Estudos científicos comprovam que o uso da água quente combate a tensão e a dor e ajuda na dilatação do colo do útero. O bebê nasce de forma mais suave e o períneo da mãe ganha maior flexibilidade. Segundo Odent, durante o processo de parto, tanto a mãe como o bebê atingem taxas hormonais específicas ao mesmo tempo. Todos esses hormônios, antes de serem eliminados, têm uma função muito particular imediatamente à primeira hora após o nascimento. Esse início de vida é o momento chave, o que acontece pode vincular bem a mãe ao bebê, ou não.
Natural, sem dor
Com a popularização das questões ecológicas e a retomada de uma vida mais saudável e espiritualizada, muitas mulheres passaram a optar pelo parto natural. Quase idêntico ao normal, ele dispensa intervenções como anestesia e indução. O médico apenas acompanha a movimentação da mulher, no hospital ou em casa.
O parto normal é a forma convencional de dar à luz, mas não precisa ser doloroso. Anestesias como a peridural e a raquidiana aliviam as dores sem impedir que a mãe participe. A anestesia bloqueia a dor, mas também diminui as sensações das pernas e do assoalho pélvico, responsáveis pela força que a mulher faz na hora de “empurrar” o bebê. Comparado com a cesariana, o parto natural evita complicações como hematomas, dores pélvicas e infecções e diminui muito o tempo da recuperação.

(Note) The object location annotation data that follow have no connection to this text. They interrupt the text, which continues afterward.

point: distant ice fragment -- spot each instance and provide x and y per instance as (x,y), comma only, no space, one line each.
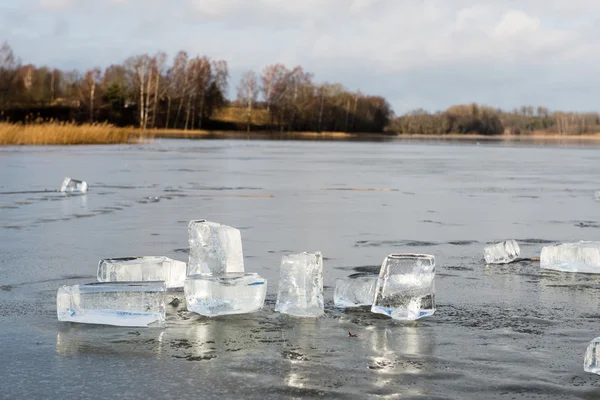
(214,248)
(147,268)
(73,186)
(502,253)
(230,293)
(140,304)
(300,291)
(572,257)
(405,288)
(355,291)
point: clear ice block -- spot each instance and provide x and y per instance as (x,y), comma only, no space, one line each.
(214,248)
(572,257)
(230,293)
(355,291)
(148,268)
(140,304)
(405,288)
(301,285)
(502,253)
(591,362)
(73,186)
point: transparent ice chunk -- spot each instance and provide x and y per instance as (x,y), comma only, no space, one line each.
(230,293)
(405,288)
(140,304)
(147,268)
(73,186)
(214,248)
(300,290)
(502,253)
(572,257)
(355,291)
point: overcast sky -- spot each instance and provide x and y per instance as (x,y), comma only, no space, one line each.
(417,53)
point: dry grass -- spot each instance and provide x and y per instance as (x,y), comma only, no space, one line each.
(63,133)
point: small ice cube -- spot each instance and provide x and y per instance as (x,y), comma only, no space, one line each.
(591,362)
(230,293)
(148,268)
(502,253)
(405,288)
(301,285)
(572,257)
(214,248)
(73,186)
(354,291)
(139,304)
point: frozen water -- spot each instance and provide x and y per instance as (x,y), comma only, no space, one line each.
(73,186)
(148,268)
(572,257)
(301,285)
(139,304)
(230,293)
(405,288)
(214,248)
(591,362)
(502,253)
(354,291)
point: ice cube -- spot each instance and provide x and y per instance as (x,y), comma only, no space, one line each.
(214,248)
(139,304)
(354,291)
(591,362)
(501,253)
(572,257)
(301,285)
(405,288)
(230,293)
(147,268)
(73,186)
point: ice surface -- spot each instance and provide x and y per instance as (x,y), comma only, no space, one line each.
(301,285)
(214,248)
(572,257)
(139,304)
(591,362)
(230,293)
(405,288)
(502,253)
(73,186)
(148,268)
(354,291)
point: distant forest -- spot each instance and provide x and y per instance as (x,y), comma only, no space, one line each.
(190,93)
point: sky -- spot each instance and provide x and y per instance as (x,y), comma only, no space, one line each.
(428,54)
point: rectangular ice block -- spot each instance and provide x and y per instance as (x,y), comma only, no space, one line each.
(231,293)
(572,257)
(301,285)
(502,253)
(140,304)
(214,248)
(354,291)
(73,186)
(405,288)
(147,268)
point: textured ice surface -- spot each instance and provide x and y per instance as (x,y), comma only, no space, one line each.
(231,293)
(572,257)
(73,186)
(148,268)
(591,363)
(502,253)
(214,248)
(301,285)
(354,291)
(405,288)
(139,304)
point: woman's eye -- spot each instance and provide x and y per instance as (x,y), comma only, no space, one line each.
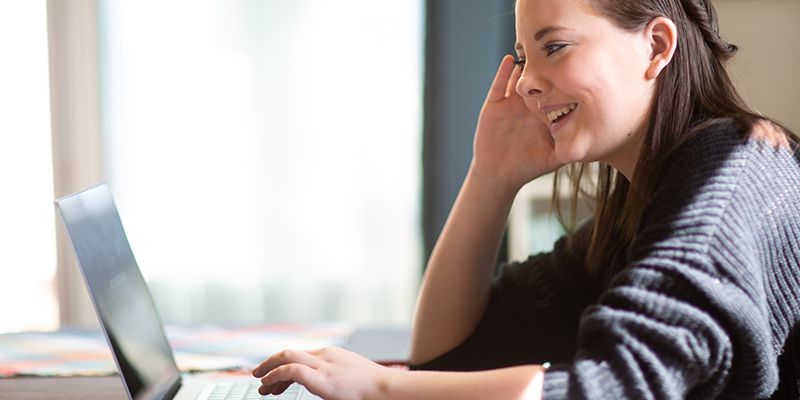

Parto sem dor é um termo que remete aos métodos psicoprofiláticos (que usam a palavra como anestesia). Eles propõem treinamento preparatório às gestantes, baseado em técnicas respiratórias, de relaxamento e de concentração. Um dos mais conhecidos é o Lamaze, que surgiu na Rússia e foi difundido por todo o mundo pelo médico francês Fernand Lamaze.
Não há dúvida de que uma mulher bem preparada e bem acompanhada durante todo o processo, entendendo o mecanismo simples do nascimento, pode ter muito menos dor do que uma mulher assustada e tensa.
Box
A índia shawãnaua Francisca das Chagas, 59 anos, mora no vale do Juruá, no Acre, e é parteira tradicional. Desde 2006 ela vem a São Paulo divulgar seu trabalho e experiências e realizar partos. Com 11 filhos e 10 netos, todos nascidos sob suas mãos, Francisca aprendeu com os pais e os avós o ofício de ajudar a nascer, junto com o preparo e o uso medicinal das plantas da floresta amazônica.
Começou com 15 anos, na aldeia, fazendo o parto da cunhada. Desde então, trabalha para melhorar a saúde e a qualidade de vida das gestantes e dos membros da comunidade.
Enquanto faz massagens na barriga das parturientes, ajeitando o nenê, Franscisca conversa com ele: ”Você ajude a sua mãe para ela ter um parto feliz e você ser feliz também.”
Francisca explica que no parto de cócoras, com o marido segurando por trás, “o nenê desce mais rápido, não é como a mulher deitada na maca do hospital.”Nessa posição, quando dizem para ela fazer força, em vez de a força ser para baixo, é para cima. O médico diz que ela não tem força e aí corta, mas ela tem força, sim. Só não está na posição correta.”
Durante a gestação, a parteira receita banhos de assento feitos com folhas do algodão roxo e de capeba, que a mãe deve tomar até entrar em trabalho de parto, para ajudar na dilatação do útero. A partir do sétimo mês, ela também deve começar a tomar florais, como o da vitória-régia, que ajuda a lidar com o medo e a ansiedade, reforçando sua resistência física e emocional.